Yet, it really isn’t about who was right or wrong, who kept silent or who named names. In a scene at the end of the film Trumbo is given an award by the Screen Writers’ Guild. He strikes a very forgiving note and says that it wasn’t about who was hurt or who saved themselves—who kept silent or named names. All were victims of a terrible time.

Those harmed by the Red Scare were not limited to Hollywood types. Many government workers, school teachers, and people in nearly every field lost jobs for failing to talk about their beliefs or failing to sign loyalty oaths—not because they were not loyal, but because they believed it was immoral to ask them to do so.

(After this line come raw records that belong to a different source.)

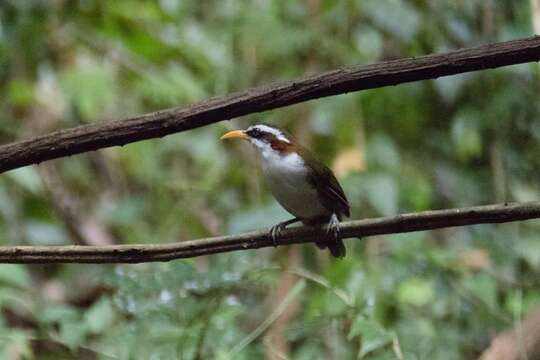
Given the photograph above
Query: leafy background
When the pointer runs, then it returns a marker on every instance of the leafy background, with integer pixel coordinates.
(457, 141)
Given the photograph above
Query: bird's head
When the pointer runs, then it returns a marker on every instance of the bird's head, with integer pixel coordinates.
(265, 138)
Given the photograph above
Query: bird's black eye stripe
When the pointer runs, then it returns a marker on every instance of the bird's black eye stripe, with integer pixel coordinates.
(255, 133)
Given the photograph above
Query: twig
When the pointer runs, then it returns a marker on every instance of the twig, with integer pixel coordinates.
(101, 135)
(426, 220)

The film has an excellent supporting cast including Diane Lane as wife Cleo Trumbo, Ell Fanning as Niki (from age 13 on), Louis C.K as Arlen Hird, a composite of other Hollywood Ten writers, Michael Stuhlbarg as Edward G. Robinson, and John Goodman as producer Frank King.

Even before I knew about the blacklist, I was a fan of Dalton Trumbo. My first exposure to Trumbo was his anti-war novel, Johnny Got His Gun. I recall at the time someone gave my mother some grief that I would be reading something by one of the blacklisted writers. Certainly Trumbo believed in the collective good. He stood for those in need against the powers that seek to keep people down. Spartacus was a very fitting project to be one of the first to bear his name after so many years of working anonymously.

It isn’t hard to see parallels to today’s world in which fear mongers would have us remove from society immigrants, or Muslims, or LGBT people, or Starbucks red cups, or some other enemy du jour. It is almost always (as it was in this film) justified by national security or preserving traditional values. Yet it seems that the desire to promote that security and those values in reality tear down the very freedoms we claim to be protecting.